Das gilt auch dann, wenn aus Sicht des Berufungsgerichts ein Urteilstatbestand
gemäß § 543 Abs. 1 ZPO a.F. entbehrlich schien, weil das Berufungsgericht
sein Urteil für nicht revisibel gehalten hat (BGH Urteile vom 12. Mai 1993
- XII ZR 174/92 - BGHR ZPO § 543 Abs. 2 Tatbestand, fehlender 10 (Gründe)
und vom 21. Februar 1983 - VIII ZR 102/82 - WM 1983, 377).
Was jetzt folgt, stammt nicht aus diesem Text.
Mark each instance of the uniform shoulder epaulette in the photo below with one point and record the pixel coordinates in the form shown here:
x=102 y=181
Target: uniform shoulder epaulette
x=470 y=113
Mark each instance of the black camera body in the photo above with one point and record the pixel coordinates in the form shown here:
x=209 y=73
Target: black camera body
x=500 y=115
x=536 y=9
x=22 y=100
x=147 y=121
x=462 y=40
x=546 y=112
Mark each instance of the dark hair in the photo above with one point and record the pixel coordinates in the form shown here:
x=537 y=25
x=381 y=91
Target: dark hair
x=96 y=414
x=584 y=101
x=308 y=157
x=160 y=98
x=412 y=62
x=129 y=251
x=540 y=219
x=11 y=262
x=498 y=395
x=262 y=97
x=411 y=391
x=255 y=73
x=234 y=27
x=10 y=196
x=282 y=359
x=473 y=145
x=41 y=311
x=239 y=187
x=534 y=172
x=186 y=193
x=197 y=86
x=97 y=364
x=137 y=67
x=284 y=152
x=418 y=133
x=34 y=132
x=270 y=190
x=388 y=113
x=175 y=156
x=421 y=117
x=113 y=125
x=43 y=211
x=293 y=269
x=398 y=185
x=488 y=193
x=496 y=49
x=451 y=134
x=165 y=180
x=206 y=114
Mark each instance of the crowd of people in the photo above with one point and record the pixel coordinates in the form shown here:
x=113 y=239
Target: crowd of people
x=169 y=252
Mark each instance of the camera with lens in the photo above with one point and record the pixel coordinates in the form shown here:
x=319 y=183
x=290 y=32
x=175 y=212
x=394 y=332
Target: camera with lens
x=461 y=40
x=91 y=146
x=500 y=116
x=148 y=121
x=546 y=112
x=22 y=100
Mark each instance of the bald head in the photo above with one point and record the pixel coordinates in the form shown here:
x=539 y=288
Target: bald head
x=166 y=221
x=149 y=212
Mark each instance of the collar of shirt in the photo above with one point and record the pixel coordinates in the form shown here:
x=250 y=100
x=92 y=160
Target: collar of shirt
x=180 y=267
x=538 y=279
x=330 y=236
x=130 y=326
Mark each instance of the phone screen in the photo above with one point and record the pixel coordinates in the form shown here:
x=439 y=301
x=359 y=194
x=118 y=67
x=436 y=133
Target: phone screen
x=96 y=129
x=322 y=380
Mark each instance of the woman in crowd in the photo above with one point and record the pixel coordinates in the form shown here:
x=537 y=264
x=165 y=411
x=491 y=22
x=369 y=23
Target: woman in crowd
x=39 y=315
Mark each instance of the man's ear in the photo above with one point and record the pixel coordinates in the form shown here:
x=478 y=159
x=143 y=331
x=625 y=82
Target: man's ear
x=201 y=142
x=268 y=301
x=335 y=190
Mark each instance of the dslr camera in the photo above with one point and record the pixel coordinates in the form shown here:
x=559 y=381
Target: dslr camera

Eine Aufhebung
des Berufungsurteils ist allerdings dann nicht veranlaßt, wenn die Anwendung
des Rechts auf den festgestellten Sachverhalt deswegen nachprüfbar ist, weil
sich der Sach- und Streitstand in einem für die Beurteilung der aufgeworfenen
Rechtsfragen ausreichendem Umfang aus den Entscheidungsgründen ergibt.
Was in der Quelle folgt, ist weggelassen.